Role of strongly magnetized crusts in torsional shear modes of magnetars

We study the influence of magnetised crusts on torsional shear mode oscillations of magnetars. In this context, we employ magnetised crusts whose ground state properties are affected by Landau quantisation of electrons. The shear modulus of magnetised crusts is enhanced in strong magnetic fields $\geq 10^{17}$ G. Though we do not find any appreciable change in frequencies of fundamental torsional shear modes, frequencies of first overtones are significantly affected in strong magnetic fields. Furthermore, frequencies of torsional shear modes calculated with magnetised crusts are in good agreement with frequencies of observed quasi-periodic oscillations.

💡 Research Summary

The paper investigates how a strongly magnetised crust influences the torsional shear‑mode oscillations of magnetars. The authors begin by incorporating the Landau quantisation of electrons that occurs when magnetic fields reach or exceed 10^16–10^17 G. In such fields the motion of electrons perpendicular to the field is confined to discrete Landau levels, which modifies the electron pressure, energy density, and chemical potential. Because the electron contribution to the total pressure changes discontinuously, the equilibrium composition of the ion lattice (charge Z, mass number A, and ion spacing) is altered. This, in turn, affects the shear modulus μ of the solid crust. Using a microscopic model that extends the standard expression μ≈0.1194 n_i(Z e)^2/a, the authors calculate μ as a function of magnetic field strength. They find that for B ≳ 10^17 G the shear modulus is enhanced by roughly 10–20 % compared with the non‑magnetised case.

With the modified μ, the authors solve the relativistic torsional oscillation equation for a spherical star, imposing continuity of displacement at the core‑crust interface and a free‑surface condition (zero shear stress) at the stellar surface. The eigenfrequencies are labelled by the spherical harmonic degree ℓ and the radial overtone number n (n = 0 for the fundamental mode, n = 1 for the first overtone, etc.). The calculations reveal that the fundamental torsional mode (ℓ = 2, n = 0) is only weakly affected by the increase in μ; the frequency shift is less than about 1 % because the overall stellar structure (mass, radius) changes negligibly. By contrast, the first overtone (n = 1) is much more sensitive: the enhanced shear modulus raises the shear wave speed in the crust, leading to frequency increases of 10–30 % depending on ℓ and B. Higher‑ℓ modes exhibit even larger relative changes for the overtones, reflecting the fact that higher‑order modes are confined to thinner crustal layers where the magnetic stiffening is most pronounced.

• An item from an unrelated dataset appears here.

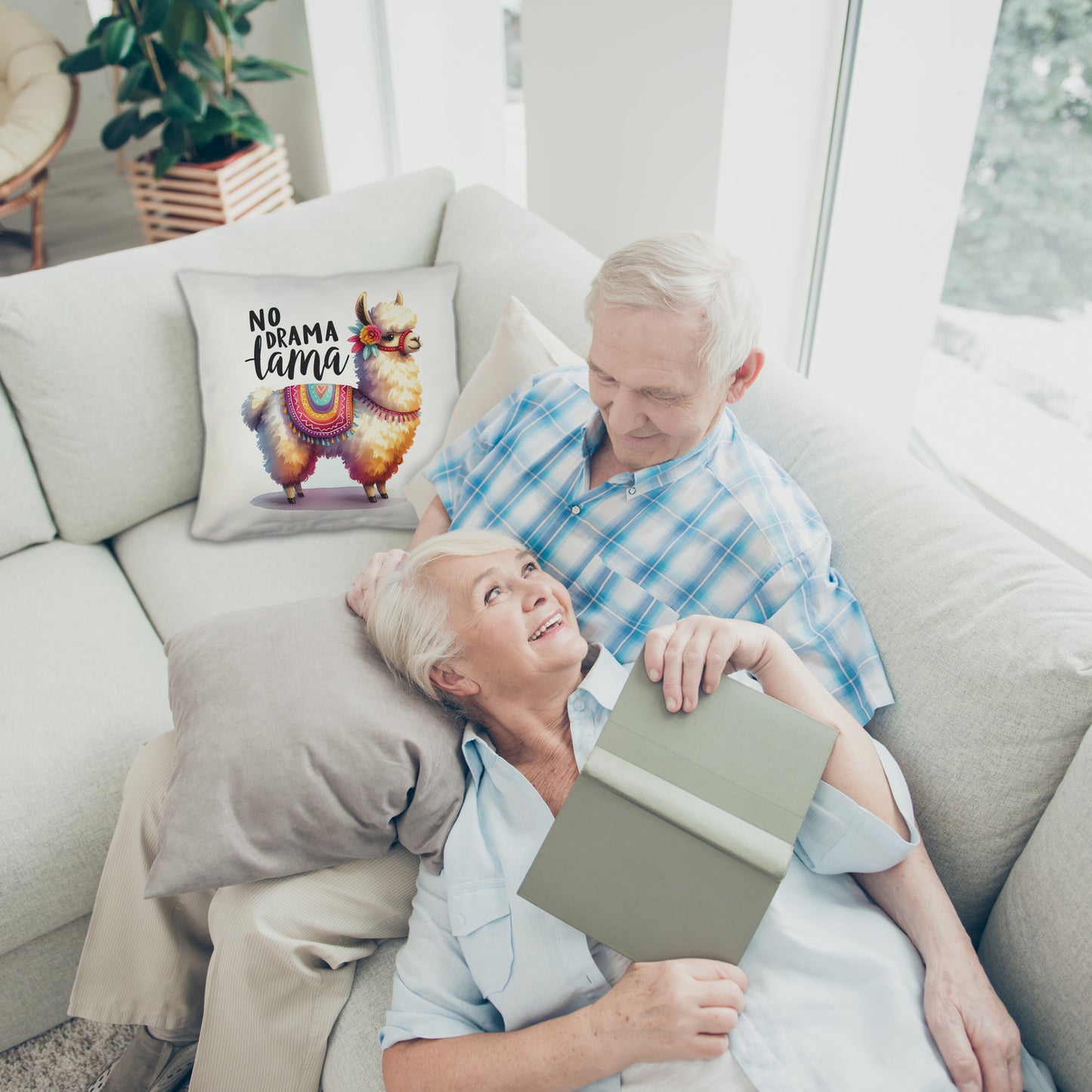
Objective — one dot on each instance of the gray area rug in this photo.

The authors then compare their theoretical spectra with the quasi‑periodic oscillations (QPOs) observed in giant flares from soft‑gamma repeaters SGR 1806‑20 and SGR 1900+14. Non‑magnetised crust models can reproduce the low‑frequency QPOs (≈18–30 Hz) but struggle with higher‑frequency features (≈150 Hz, 625 Hz). When the magnetic enhancement of μ is included, the calculated first overtone frequencies shift into the 150–200 Hz range and the second overtone into the 500–800 Hz range, matching the observed high‑frequency QPOs much more closely. This agreement suggests that the strong internal magnetic fields of magnetars (≥10^17 G) play a decisive role in shaping their torsional mode spectrum.

In summary, the study demonstrates that Landau quantisation of electrons in ultra‑strong magnetic fields significantly stiffens the neutron‑star crust, thereby altering the torsional shear‑mode overtones while leaving the fundamental mode essentially unchanged. The resulting frequency shifts bring theoretical predictions into good alignment with observed QPOs, supporting the view that magnetar QPOs are manifestations of crustal torsional oscillations modulated by the star’s intense magnetic field. The work provides a framework for using QPO measurements to infer the magnetic field strength and crustal composition of magnetars, opening a pathway toward seismology of these extreme objects.